Pegged 1:1 to fiat currencies, stablecoins have been touted as having the benefits of a digital currency system without the volatility of unpegged cryptocurrencies (though last year’s TerraUSD incident proved they can fail in a big way). From a cross-border perspective, this hypothetically means less costly, faster settlement across blockchain-powered rails that bypass intermediaries, offer more transparency and reduce the potential for fraudulent payments.

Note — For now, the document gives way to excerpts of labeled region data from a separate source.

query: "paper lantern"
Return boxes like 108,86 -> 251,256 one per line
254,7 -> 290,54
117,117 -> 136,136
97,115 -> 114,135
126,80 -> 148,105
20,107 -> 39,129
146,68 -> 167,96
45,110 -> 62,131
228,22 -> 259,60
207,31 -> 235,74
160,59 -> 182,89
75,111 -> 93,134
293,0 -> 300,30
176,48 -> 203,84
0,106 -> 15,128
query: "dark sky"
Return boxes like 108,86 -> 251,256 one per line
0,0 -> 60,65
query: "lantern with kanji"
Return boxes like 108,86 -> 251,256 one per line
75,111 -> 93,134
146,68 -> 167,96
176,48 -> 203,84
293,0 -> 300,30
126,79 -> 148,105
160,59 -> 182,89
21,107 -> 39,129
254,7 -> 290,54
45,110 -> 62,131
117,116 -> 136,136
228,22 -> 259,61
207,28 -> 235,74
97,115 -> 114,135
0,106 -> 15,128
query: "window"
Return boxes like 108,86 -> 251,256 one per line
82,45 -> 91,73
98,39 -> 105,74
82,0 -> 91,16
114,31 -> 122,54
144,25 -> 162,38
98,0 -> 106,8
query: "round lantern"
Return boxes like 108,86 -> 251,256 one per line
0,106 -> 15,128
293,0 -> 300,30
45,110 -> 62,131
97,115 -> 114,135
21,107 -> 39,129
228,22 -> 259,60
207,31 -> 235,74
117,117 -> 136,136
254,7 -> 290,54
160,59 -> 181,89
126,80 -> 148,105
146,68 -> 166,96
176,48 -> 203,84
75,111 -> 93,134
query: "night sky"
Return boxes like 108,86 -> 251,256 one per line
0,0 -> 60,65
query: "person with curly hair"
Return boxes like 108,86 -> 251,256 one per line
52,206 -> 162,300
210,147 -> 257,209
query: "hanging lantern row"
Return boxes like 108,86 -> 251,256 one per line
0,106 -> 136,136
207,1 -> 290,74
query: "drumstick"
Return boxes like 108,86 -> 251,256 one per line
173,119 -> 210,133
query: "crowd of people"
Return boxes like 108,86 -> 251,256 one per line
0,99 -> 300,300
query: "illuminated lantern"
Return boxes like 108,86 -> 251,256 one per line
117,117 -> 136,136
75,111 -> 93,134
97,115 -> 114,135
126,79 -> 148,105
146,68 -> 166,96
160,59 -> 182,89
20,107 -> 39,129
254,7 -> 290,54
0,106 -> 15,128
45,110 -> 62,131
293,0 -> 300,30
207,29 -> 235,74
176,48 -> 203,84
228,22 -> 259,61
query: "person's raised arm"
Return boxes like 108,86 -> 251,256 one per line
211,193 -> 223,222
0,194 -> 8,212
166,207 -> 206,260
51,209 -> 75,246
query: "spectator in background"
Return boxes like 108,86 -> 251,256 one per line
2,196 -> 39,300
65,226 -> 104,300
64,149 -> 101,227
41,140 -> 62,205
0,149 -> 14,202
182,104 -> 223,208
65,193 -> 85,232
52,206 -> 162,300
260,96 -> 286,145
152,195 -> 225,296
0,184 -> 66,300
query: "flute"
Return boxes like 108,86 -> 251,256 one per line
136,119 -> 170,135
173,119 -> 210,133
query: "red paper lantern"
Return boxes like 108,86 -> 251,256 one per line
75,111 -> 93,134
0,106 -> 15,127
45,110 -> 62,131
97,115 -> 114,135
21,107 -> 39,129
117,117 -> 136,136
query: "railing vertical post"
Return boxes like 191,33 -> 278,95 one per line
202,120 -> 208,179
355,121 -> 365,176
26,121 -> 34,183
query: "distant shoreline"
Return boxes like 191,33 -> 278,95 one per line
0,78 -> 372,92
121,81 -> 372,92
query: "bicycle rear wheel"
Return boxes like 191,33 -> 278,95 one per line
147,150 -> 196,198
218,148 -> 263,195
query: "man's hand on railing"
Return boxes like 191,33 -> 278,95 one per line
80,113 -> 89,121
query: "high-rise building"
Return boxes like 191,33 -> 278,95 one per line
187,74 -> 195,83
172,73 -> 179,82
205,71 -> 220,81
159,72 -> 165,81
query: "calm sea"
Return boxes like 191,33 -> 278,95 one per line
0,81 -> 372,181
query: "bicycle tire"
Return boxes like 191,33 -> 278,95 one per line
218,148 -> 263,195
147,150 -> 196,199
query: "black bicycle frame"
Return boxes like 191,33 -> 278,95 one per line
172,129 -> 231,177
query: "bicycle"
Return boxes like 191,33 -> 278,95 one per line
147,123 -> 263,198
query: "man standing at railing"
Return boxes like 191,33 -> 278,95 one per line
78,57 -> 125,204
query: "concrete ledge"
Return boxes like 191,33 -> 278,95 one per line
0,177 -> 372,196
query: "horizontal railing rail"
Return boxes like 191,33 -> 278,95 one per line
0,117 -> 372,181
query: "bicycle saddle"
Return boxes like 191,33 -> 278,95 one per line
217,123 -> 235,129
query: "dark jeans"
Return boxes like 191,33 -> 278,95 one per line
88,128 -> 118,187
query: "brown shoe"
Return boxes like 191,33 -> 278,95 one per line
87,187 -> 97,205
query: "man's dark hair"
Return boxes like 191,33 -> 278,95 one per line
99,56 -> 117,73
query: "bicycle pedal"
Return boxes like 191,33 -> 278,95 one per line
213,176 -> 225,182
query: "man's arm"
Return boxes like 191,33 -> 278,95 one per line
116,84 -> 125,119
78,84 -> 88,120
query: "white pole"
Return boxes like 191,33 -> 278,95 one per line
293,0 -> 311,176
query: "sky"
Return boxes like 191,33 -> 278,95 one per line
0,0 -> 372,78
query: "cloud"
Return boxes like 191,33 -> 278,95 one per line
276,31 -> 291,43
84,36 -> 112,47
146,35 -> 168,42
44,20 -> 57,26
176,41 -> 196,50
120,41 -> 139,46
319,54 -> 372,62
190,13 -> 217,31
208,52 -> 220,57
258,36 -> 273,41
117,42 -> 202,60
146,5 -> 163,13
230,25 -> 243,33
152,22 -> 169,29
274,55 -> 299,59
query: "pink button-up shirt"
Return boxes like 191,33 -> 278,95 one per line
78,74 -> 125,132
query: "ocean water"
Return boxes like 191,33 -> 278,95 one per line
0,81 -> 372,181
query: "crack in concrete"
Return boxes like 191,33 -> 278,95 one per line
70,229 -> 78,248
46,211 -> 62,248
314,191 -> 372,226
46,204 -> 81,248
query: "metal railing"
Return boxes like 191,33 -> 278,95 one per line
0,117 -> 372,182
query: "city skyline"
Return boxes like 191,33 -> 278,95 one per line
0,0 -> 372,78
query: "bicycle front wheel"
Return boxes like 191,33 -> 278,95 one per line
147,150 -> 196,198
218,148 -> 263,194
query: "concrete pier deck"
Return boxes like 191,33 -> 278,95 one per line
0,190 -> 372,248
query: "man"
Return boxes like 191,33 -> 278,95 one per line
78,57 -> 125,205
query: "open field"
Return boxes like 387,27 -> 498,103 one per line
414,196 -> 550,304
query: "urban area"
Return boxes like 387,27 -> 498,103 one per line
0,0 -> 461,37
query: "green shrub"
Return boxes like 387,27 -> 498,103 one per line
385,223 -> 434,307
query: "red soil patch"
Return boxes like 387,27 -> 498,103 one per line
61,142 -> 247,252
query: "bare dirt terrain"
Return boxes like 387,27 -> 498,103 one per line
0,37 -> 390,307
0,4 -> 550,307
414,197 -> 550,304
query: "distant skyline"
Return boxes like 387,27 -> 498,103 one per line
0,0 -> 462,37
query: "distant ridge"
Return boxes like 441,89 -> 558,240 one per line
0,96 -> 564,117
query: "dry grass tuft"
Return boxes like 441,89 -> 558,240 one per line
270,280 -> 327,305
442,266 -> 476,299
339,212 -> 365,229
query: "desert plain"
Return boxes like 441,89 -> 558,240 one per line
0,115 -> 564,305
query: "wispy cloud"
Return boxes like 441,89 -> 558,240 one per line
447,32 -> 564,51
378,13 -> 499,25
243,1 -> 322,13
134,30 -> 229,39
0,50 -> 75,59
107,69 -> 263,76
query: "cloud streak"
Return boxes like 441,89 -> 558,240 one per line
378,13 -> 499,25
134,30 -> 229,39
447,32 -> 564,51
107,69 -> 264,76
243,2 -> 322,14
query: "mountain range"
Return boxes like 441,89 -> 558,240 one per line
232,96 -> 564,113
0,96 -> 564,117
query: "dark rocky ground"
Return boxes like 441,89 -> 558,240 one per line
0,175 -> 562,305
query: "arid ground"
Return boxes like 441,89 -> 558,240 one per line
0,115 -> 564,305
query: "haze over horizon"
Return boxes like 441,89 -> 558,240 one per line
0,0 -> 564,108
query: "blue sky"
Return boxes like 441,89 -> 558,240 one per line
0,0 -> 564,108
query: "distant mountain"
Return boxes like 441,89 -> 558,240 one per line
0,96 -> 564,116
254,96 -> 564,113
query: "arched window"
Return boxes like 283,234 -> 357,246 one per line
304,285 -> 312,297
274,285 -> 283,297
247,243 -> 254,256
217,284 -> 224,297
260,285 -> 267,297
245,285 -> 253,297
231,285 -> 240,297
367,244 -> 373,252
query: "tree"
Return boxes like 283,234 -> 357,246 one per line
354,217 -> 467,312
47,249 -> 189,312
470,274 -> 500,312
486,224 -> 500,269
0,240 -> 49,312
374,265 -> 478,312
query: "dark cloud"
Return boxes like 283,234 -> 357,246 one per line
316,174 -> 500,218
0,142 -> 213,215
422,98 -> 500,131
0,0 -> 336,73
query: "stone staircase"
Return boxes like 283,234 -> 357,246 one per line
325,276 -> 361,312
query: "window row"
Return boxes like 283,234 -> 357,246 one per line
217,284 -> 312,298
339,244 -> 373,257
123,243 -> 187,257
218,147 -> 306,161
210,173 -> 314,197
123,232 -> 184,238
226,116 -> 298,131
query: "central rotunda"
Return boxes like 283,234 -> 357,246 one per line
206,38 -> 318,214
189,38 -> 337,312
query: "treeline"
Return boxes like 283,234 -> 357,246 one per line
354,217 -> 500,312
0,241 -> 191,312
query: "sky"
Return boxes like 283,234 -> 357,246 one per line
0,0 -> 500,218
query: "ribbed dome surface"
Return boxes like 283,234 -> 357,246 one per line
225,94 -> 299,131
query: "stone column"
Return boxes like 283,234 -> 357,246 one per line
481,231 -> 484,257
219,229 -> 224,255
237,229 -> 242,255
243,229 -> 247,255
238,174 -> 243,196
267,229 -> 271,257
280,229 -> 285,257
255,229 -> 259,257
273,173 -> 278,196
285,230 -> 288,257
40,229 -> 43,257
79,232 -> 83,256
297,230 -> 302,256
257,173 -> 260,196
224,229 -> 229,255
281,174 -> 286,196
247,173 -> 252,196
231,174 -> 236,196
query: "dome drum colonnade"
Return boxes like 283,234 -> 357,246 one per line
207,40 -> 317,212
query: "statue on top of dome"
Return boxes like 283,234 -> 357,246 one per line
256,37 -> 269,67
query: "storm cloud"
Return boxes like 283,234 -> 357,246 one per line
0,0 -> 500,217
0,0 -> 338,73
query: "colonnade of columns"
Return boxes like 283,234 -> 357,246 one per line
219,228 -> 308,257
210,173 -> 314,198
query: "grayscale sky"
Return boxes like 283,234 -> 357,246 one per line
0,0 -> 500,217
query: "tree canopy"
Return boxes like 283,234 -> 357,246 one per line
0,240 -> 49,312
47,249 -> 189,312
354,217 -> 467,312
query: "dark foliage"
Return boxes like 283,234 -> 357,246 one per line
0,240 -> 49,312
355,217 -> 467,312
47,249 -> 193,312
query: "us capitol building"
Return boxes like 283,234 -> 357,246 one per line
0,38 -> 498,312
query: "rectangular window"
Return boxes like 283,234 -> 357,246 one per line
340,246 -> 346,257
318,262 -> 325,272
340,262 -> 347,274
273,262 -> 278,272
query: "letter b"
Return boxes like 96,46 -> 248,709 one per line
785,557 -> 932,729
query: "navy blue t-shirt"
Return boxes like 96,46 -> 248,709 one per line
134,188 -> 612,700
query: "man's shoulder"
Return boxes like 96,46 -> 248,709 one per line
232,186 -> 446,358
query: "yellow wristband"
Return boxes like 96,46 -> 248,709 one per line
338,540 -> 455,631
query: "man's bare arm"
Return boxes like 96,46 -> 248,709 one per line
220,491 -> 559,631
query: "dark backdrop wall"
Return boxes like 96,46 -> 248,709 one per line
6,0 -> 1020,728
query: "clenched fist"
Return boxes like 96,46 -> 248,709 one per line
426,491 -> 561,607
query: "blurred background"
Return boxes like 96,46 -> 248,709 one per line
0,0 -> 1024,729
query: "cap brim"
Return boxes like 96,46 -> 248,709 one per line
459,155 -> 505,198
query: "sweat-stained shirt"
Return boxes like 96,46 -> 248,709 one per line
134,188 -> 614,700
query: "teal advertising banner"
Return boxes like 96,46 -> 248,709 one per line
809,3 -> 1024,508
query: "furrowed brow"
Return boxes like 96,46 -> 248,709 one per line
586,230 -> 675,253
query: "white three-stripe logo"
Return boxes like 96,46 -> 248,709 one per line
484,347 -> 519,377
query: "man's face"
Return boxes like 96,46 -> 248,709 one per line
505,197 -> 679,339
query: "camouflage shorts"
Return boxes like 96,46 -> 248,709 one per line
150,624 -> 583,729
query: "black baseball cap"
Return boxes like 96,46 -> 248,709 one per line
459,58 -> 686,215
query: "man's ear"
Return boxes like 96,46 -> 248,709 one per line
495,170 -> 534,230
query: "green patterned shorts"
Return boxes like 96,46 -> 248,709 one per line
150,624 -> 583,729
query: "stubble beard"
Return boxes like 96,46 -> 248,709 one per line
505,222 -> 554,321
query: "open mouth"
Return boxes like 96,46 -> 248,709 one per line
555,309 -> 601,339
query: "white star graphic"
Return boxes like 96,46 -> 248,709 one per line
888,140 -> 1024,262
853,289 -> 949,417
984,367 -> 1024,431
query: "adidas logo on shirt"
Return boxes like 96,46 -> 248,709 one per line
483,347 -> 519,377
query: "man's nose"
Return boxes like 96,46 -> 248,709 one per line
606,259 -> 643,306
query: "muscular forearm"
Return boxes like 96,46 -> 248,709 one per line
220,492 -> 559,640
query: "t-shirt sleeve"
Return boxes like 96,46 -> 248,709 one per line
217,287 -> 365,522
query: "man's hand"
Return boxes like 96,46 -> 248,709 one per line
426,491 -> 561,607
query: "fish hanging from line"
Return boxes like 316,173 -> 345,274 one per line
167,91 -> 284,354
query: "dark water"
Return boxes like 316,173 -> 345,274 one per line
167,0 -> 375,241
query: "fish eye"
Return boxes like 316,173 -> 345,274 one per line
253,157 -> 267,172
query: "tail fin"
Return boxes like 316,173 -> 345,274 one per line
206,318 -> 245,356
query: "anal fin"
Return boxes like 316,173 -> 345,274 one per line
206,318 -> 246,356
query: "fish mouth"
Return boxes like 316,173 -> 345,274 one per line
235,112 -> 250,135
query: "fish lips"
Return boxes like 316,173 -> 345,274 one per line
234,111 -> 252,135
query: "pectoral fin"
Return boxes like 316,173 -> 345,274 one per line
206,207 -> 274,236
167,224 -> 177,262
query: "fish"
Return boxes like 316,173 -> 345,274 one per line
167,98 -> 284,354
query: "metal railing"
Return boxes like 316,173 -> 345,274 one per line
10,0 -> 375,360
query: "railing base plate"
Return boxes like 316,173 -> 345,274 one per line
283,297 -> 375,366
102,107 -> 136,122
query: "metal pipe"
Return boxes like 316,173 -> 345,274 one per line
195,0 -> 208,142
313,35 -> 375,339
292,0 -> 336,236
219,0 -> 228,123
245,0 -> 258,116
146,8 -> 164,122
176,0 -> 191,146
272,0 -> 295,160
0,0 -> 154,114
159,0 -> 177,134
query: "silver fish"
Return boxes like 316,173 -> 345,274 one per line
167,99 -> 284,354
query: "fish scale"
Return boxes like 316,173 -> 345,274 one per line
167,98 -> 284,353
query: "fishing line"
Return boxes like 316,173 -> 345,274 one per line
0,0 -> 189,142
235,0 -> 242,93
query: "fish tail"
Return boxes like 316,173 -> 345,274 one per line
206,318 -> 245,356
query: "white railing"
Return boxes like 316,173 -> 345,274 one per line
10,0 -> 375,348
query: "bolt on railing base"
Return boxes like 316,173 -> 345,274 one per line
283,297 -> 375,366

Despite a languishing stablecoin market, several leading payments companies are betting that there will be enough demand for stablecoin payments in the future to make them a worthy investment, so that they don’t miss out on revenues associated with stablecoin transactions. Continuing work it began in 2021, Visa recently expanded its stablecoin settlement capabilities, adding pilot programmes with Worldpay and Nuvei and integrating its services with the Solana blockchain, an alternative to Ethereum.
PayPal also finally released its stablecoin to much fanfare last month, but has reportedly seen slow adoption according to Paxos, the coin’s issuer. As of this week, PayPal USD’s market cap is at $44m, which is very low compared to leading coins USDT and USDC – with market caps of $83bn and $26bn respectively.
The majority of cross-border stablecoin projects revolve around USD-backed stablecoins, particularly Circle’s USDC, which is likely due to the overall resilience of the US dollar. However, projects in APAC and Europe are testing the potential of stablecoins across borders, while stablecoins continue to be of interest in emerging markets with a focus on financial inclusion.
Ultimately, stablecoins still have a number of challenges to overcome, the biggest of which is the risk of a coin becoming unpegged and losing its value. As lawmakers in the US and EU continue projects to regulate stablecoins, we will continue to track the space to see whether payments companies’ investment in the concept will pay off.